Grande delusione tra la massive siciliana e non che a pochissime ore dal via del Vulcano Village, devono fare i conti con l’annullamento dell’intero festival che si doveva tenere a Nicolisi (provincia di Catania) dal 26 al 28 luglio. Erano attesi artisti del calibro di Ky-Mani Marley, in Italia per sole due date di cui appunto una al Vulcano Village, Mad Professor, General Levy, Boom Da Bash e Benny Page solo per citarne alcuni.

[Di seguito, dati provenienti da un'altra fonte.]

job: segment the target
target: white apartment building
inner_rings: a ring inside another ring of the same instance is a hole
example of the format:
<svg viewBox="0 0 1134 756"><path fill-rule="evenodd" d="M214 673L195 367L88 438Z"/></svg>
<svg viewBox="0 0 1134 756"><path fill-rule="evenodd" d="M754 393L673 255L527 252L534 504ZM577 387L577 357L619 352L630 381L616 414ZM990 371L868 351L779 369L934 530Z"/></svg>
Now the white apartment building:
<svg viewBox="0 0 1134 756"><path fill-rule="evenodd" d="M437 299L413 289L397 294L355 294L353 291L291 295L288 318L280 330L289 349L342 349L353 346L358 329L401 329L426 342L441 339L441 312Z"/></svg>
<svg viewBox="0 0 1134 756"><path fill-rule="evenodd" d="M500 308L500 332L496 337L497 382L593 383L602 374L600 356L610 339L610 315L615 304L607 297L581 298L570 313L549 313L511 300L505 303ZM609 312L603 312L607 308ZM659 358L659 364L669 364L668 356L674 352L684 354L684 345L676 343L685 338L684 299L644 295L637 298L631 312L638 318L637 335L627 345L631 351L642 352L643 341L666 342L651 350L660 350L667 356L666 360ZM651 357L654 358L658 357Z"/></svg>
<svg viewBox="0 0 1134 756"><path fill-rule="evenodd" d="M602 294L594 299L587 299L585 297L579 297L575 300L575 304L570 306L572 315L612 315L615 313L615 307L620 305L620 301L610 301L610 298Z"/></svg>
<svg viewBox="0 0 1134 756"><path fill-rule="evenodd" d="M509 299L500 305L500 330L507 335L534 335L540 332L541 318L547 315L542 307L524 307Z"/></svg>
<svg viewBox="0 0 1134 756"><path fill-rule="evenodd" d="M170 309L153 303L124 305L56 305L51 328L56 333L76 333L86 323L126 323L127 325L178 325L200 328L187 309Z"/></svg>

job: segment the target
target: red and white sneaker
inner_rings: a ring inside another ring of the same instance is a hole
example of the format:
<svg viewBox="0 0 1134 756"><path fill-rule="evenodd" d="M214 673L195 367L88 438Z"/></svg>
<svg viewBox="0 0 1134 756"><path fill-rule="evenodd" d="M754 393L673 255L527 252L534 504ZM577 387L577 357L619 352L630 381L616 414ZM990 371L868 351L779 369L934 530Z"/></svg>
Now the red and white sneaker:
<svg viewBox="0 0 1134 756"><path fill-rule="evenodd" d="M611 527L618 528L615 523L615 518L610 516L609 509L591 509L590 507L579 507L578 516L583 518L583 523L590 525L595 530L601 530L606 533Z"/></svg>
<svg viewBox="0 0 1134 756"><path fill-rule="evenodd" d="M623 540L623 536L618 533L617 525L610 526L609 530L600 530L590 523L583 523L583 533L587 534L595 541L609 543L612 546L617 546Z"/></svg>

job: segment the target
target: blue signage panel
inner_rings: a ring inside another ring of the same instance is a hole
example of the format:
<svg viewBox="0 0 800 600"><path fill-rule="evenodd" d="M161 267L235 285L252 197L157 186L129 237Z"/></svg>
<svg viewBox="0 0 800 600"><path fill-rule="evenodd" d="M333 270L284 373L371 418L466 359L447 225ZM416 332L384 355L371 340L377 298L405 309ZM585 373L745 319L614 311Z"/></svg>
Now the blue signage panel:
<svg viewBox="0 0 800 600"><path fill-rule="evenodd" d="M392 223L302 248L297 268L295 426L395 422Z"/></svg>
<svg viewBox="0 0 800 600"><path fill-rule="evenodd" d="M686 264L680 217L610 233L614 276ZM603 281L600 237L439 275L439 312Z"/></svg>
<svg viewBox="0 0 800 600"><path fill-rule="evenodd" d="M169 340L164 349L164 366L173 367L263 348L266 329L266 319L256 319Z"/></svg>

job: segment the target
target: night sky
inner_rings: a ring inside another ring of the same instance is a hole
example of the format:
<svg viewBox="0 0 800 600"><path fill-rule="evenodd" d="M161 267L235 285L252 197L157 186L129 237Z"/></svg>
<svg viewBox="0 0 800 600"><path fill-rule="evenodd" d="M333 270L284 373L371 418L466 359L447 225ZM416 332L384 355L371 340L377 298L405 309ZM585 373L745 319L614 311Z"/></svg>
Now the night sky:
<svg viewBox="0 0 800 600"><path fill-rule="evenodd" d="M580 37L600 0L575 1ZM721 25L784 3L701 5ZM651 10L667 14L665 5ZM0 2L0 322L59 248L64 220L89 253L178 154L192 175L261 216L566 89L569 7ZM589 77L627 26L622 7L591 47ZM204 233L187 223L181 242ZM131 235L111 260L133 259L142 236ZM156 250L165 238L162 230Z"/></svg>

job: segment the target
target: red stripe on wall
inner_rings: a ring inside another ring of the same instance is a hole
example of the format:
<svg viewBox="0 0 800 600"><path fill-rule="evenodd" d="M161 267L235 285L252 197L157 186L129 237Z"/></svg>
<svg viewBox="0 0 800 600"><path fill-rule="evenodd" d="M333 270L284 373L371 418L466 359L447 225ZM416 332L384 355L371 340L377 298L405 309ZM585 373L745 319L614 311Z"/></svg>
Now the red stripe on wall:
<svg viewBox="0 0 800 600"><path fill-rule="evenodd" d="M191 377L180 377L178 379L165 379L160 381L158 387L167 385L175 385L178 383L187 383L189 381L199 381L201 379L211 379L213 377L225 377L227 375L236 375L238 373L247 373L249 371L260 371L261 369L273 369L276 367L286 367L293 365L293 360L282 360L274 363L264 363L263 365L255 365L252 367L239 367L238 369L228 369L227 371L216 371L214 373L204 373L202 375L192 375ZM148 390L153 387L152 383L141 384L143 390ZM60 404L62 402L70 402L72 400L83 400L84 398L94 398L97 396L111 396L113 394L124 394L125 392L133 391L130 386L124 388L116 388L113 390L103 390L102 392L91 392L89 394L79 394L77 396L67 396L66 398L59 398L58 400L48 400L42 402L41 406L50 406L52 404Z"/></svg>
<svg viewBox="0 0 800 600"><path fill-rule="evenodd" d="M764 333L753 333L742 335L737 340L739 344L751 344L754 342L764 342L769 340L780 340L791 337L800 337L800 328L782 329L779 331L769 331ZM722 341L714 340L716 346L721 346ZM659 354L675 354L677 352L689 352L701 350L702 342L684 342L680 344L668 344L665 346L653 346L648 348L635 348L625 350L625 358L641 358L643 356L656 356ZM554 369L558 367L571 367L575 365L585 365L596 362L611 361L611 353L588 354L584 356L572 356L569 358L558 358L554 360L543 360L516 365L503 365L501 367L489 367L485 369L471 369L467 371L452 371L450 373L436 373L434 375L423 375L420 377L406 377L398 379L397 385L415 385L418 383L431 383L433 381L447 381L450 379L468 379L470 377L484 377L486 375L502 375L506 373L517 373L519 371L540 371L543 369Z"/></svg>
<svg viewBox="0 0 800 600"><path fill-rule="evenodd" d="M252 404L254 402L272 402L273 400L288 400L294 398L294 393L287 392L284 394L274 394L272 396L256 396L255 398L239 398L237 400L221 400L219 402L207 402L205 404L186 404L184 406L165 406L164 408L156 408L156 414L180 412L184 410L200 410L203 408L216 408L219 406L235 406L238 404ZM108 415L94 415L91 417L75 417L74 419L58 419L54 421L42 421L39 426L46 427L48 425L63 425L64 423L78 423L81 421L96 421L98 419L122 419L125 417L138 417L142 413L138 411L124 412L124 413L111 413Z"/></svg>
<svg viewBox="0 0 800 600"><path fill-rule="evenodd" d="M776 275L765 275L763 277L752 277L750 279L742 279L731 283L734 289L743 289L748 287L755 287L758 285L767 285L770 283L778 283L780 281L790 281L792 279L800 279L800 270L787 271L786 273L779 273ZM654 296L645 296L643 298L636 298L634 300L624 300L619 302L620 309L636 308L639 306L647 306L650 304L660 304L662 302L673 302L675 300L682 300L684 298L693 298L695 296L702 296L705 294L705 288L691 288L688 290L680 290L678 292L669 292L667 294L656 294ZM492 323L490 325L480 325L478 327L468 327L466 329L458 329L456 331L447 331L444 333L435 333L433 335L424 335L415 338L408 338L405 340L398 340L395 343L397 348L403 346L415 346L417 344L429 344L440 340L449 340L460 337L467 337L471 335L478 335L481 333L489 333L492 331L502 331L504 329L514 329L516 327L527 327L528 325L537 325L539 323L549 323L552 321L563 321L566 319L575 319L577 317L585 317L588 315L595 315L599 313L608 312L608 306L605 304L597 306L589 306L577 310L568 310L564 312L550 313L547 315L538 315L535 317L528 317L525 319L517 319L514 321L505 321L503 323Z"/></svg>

Un festival che ormai andava avanti da anni e che quest’anno registrava la sua ottava edizione. Un punto di riferimento per chi voleva godersi alcuni giorni estivi di relax, tra musica e natura. Quest’anno invece non sarà così, ancora una volta vince chi vuole spegnere la nostra musica, la nostra passione. Non sappiamo quali siano le vere motivazioni, ma quello che si apprende  è che non dipende dalla volontà degli organizzatori. Siamo il paese che abbiamo mandato via il Rototom Sunsplash, siamo il paese che ogni giorno si lamenta dei luoghi comuni che ci vengono dati all’estero ma che ci attacchiamo a piccolezze del tipo “festival reggae=luogo di spaccio”. Proprio quest’ultimo caso, è uno dei più recenti e riguarda il Castello Reggae 2013, altro festival che si tiene da anni nella splendida cornice di Alvito in provincia di Frosinone ma che quest’anno è stato cancellato dopo una serie di accuse infamanti verso coloro che hanno fatto più del massimo per organizzare con le proprie forze qualcosa di diverso in un posto che altrimenti sarebbe stato morto (leggi qui il tutto). E vogliamo parlare della Festa del Sole che è stata “ammazzata” nel 2012 dopo una serie di rinvii prima del secco “no” giustificato con squallide motivazioni (leggi qui tutta la vicenda).

E queste sono solo alcune delle realtà che hanno fatto più rumore e che quindi sono venute fuori, ma ci sono altre decine di piccole realtà, di gente che con il cuore e la passione e di tasca propria ci ha messo soldi e sudore per organizzare qualcosa di diverso per la propria città, per poi, a poche ore dal via, sentirsi dire “non si può fare, il solaio non è idoneo per sostenere 150 persone”, quando appena tre giorni prima ne avevano sostenute forse anche il triplo (fatti realmente accaduti:  leggi qua).

Ci ritroviamo quindi a darvi l’ennesimo annuncio di un annullamento, di una cancellazione, di una morte culturale. Siamo l’Italia, paese per vecchi, un paese di razzisti e per menti ristrette che si accontentano di una poltrona e una tv, pronte a farsi lobotomizzare da politici e politicanti, da amministrazioni comunali che pensano solo al proprio interesse e al proprio portafoglio, piuttosto che dare svago anche a chi come noi ha avuto la sfortuna (perchè di questo sembra trattarsi) di nascere con una passione colorata di verde, giallo e rosso.